Kennedy removed all 17 sitting members of ACIP in June. The committee now includes an entirely new group of experts, including five who were announced this week. They are scheduled to meet Thursday and Friday to discuss Covid-19 vaccines as well as immunizations against hepatitis B and measles, mumps, rubella and varicella. Several of the new members have made unproven claims about vaccines, including one who said, without evidence, that Covid shots are causing “unprecedented levels of death and harm in young people.”

White House spokesperson Kush Desai said in a statement Wednesday, “No one, including Secretary Kennedy and President Trump, is calling to throw out the entire childhood vaccine schedule or eliminate access to lifesaving vaccines. Anyone suggesting that such actions are even on the table does not know what they are talking about.”

Monarez said the new composition of the committee has “raised concerns from the medical community,” and she’s “very nervous” about the ACIP meeting this week.

“There is a real risk that recommendations could be made restricting access to vaccines for children and others in need without rigorous scientific review,” she said. “With no permanent CDC director in place, those recommendations could be adopted. The stakes are not theoretical. We already have seen the largest measles outbreak in more than 30 years, which claimed the lives of two children. If vaccine protections are weakened, preventable diseases will return.”

Republican Sen. Rand Paul, an ophthalmologist from Kentucky, grilled Monarez on Covid-19 shots and CDC’s hepatitis B vaccine recommendations — both of which appear on the CDC vaccine advisers’ agenda this week — saying there is “no medical reason” to vaccinate children against hepatitis B shortly after birth.

Hepatitis B can be passed from mothers to their newborns. ACIP could recommend this week that parents delay those immunizations until age 4. Monarez told Paul, “I was open to the science, I just would not pre-commit to approving all the ACIP recommendations without the science.”

Former CDC director disputes Kennedy’s comments on meeting

During Wednesday’s hearing, Monarez disputed that she lied to Kennedy or told him that she was an untrustworthy person, as Kennedy said earlier this month.

“I told her that she had to resign because I asked her, ‘Are you a trustworthy person?’ And she said, ‘no,’ ” Kennedy told the Senate Finance Committee on September 4.

Monarez told a different version of events on Wednesday, saying Kennedy had grown “very concerned” that she had spoken to members of Congress and told her not to do it again.

“He told me he could not trust me because I had shared information related to our conversation. … I told him, ‘if you cannot trust me, then you can fire me,’ ” she said.

Monarez and Houry also told senators that they fear for the safety of CDC staff amid anti-vaccine rhetoric and a recent shooting on the agency’s campus.

A gunman who expressed distrust of vaccines and public health officials fired nearly 500 rounds on the CDC campus on August 8, killing police Officer David Rose.
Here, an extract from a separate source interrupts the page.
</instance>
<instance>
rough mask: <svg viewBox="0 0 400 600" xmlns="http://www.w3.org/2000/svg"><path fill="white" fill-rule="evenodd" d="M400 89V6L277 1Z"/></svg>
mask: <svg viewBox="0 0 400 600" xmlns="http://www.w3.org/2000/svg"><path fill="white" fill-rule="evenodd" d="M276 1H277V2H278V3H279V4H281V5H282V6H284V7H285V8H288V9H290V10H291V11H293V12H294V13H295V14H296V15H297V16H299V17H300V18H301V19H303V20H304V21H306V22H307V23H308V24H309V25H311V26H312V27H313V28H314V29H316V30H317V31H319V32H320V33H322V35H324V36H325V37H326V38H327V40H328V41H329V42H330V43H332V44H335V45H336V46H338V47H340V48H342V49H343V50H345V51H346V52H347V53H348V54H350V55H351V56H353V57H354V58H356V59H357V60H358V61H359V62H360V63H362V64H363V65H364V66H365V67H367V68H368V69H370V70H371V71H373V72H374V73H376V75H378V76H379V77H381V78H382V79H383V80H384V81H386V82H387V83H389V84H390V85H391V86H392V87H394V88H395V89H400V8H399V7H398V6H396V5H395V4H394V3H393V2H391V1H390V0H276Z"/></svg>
Roughly 180 rounds hit CDC buildings, Houry said.

“Each bullet was meant for a person, and each of my staff were very traumatized afterward,” Houry said.

Houry told senators that CDC staff have since feared speaking publicly about their roles, or want their names removed from scientific papers “because they feel they were personally targeted because of misinformation.”

Monarez told the committee that she had been subject to personal threats and expressed alarm about broader divides about the safety of vaccines.

“I am very concerned that the further promulgation of misleading information will undermine not just the safety and health of our children but will also exacerbate these tensions,” she said.

CNN’s Adam Cancryn contributed to this report.